Doveva essere “facile, veloce e sicuro“. Ma per violare la “grande
rivoluzione digitale” del governo Renzi bastano colla, forbici e un
computer. A otto mesi dal lancio del Sistema pubblico per l’identità
digitale (Spid) si scopre che lo si può usare per carpire i dati
sensibili di qualunque cittadino, perfino lo stesso Renzi, e carpire
informazioni sensibili: dalla sanità alla dichiarazione dei redditi,
dalle tasse all’iscrizione dei figli al nido. Senza essere hacker.

Dal 15 marzo scorso è operativo “Spid”, il Sistema pubblico d’identità
digitale che con un pin unico permette di accedere a tutti i servizi
online della pubblica amministrazione (Inps, Agenzia Entrate, Comuni,
scuole, asl) e interagire direttamente con loro, rendendo il rapporto
con la burocrazia “veloce, semplice e sicuro“. Finché arriva qualcuno
a guastare la festa, armato dell’astuccio di un bambino e di un
computer.


IL FLOP – Vero pilastro del piano Renzi-Madia per la semplificazione
2015-2017, il sistema Spid è partito otto mesi fa, con un anno di
ritardo sul ruolino di marcia. Il governo prevedeva di collegare entro
il 2017 circa 10 milioni di utenti ma dopo sei mesi le identità
digitali rilasciate sono poco più di 140.000 e di questo passo per
centrare l’obiettivo non basteranno 25 anni. Dietro al flop, va detto,
ci sono ragioni tecniche ed economiche. Le amministrazioni periferiche
dello Stato faticano ad effettuare la migrazione dai loro vecchi
sistemi di accreditamento (tipo Cns), tanto che solo due regioni
(Emilia Romagna e Friuli) sono agganciate a Spid (tutte dovranno
adeguarsi entro dicembre 2017).

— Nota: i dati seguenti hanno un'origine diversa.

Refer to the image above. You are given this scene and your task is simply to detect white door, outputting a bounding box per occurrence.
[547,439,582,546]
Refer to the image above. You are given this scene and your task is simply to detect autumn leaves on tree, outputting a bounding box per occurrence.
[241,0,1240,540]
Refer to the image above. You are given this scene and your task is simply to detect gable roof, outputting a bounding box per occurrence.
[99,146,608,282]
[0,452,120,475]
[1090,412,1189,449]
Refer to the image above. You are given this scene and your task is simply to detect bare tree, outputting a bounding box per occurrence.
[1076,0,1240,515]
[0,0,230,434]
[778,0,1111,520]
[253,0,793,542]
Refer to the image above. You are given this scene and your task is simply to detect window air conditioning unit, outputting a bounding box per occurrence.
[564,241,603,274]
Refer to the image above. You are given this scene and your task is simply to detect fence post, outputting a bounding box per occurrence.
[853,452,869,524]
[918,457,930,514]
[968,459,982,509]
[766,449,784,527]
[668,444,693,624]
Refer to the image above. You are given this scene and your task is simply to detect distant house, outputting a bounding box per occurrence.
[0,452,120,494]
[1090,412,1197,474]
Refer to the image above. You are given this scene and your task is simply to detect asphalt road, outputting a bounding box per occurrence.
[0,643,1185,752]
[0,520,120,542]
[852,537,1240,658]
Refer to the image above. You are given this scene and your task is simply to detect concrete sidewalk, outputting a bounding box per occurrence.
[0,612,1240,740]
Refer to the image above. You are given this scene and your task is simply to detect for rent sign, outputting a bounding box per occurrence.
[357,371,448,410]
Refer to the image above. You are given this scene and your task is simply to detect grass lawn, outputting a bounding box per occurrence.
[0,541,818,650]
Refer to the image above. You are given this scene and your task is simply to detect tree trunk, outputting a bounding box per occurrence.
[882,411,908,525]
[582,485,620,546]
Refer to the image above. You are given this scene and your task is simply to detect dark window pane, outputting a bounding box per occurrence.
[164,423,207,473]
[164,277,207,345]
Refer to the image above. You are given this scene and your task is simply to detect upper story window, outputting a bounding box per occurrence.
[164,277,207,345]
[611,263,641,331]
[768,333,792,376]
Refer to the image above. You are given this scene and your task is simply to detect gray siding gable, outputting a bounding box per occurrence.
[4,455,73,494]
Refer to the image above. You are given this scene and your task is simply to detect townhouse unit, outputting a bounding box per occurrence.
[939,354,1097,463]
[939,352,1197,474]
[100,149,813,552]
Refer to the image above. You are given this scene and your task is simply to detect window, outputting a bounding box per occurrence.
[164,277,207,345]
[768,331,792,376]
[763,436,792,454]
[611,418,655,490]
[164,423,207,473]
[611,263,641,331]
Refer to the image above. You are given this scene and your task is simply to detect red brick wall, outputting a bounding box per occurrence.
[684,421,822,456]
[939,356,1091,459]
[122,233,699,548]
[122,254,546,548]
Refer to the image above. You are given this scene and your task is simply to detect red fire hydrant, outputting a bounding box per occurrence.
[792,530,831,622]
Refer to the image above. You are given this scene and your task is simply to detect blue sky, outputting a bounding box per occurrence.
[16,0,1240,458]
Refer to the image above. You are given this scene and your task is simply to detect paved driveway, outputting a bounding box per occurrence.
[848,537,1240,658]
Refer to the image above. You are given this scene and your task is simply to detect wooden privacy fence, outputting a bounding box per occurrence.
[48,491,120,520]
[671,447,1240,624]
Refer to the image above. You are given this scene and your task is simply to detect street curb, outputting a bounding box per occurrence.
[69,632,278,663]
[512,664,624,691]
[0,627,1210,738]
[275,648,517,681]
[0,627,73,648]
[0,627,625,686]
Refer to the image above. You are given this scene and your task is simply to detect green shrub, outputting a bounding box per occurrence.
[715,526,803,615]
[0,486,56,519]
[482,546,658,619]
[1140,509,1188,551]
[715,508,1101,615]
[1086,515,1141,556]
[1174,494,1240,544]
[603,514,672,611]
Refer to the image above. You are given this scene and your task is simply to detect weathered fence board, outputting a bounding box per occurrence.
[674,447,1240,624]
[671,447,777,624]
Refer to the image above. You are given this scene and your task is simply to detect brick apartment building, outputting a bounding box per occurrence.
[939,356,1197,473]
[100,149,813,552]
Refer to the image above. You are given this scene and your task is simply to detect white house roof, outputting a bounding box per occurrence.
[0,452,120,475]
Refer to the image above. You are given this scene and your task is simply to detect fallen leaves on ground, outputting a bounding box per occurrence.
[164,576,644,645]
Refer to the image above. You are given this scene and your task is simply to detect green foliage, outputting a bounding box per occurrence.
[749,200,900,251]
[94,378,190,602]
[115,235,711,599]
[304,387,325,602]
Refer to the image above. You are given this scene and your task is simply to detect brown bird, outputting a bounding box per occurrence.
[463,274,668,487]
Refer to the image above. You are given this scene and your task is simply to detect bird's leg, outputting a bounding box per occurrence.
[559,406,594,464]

Non aiutano poi la procedura
farraginosa e i costi per il cittadino: l’identità digitale è stata
pubblicizzata come “gratuita per i primi due anni” ma ottenerla può
costargli anche 20 euro.

In ogni caso il dato è imbarazzante per il governo che deve esser
corso ai ripari esercitando pressioni sull’Agid, l’Agenzia per il
digitale (che fa capo alla Presidenza del Consiglio) e sugli Identity
Provider accreditati (Infocert, Tim, Poste) per recuperare il ritardo
e scongiurare la figuraccia. Finendo però per farne una peggiore,
perché in Italia – lo abbiamo dimostrato e documentato con un video –
non è un colosso privato tipo Yahoo o un attacco informatico straniero
a insidiare la privacy e la sicurezza dei cittadini. Ma il loro
governo. Ecco come.

LA FALLA – Pur di accelerare la distribuzione delle identità l’Agenzia
il rilascio anche attraverso il riconoscimento Web: usando la WebCam
un operatore di un call-center privato (sì, non un pubblico
ufficiale!) visiona i documenti che gli vengono mostrati ma dei quali
non può accertare l’autenticità, rischiando così di essere facilmente
tratto in inganno da chi volesse sostituirsi a un altro cittadino per
far incetta dei suoi dati sensibili come la dichiarazione dei redditi
e l’Isee, referti e visite mediche, la situazione previdenziale e le
denunce di infortuni all’Inail, l’iscrizione all’asilo nido e i
congedi di maternità, il pagamento di tasse e bolli, proprietà
immobiliari e dichiarazioni di successione. Un’impresa, ad esempio,
può sfogliare le fatture elettroniche di un concorrente. Senza che
qualcuno se ne accorga.

L’ESPERIMENTO – Il punto di forza diventa così l’anello debole della
catena. Chi scrive lo ha sfruttato riuscendo senza difficoltà a farsi
accreditare agli occhi dello Stato con l’identità di un collega. Lo
stesso esperimento, va detto, si poteva tentare a uno sportello
fisico, correndo solo qualche rischio in più perché il punto è questo:
se fino a ieri con un documento falso non si andava lontano oggi – con
l’identità digitale fasulla interconnessa a tutti i servizi della PA –
si può carpire una miriade di informazioni su una persona, una
famiglia, un lavoratore e un’impresa. E presto operare direttamente
sui loro conti correnti, il giorno in cui Spid – come ipotizzano
dall’Agid – sarà abilitato in ambito bancario. Il futuro riserva poi
lo switch off obbligatorio e allora nessuno sarà esente da rischi,
neppure il cittadino Matteo Renzi. Al quale ora tocca chiedere:

a) Quanto è costata l’infrastruttura che rottama 50milioni di CNS
(Carta nazionale dei servizi) già distribuite ai cittadini?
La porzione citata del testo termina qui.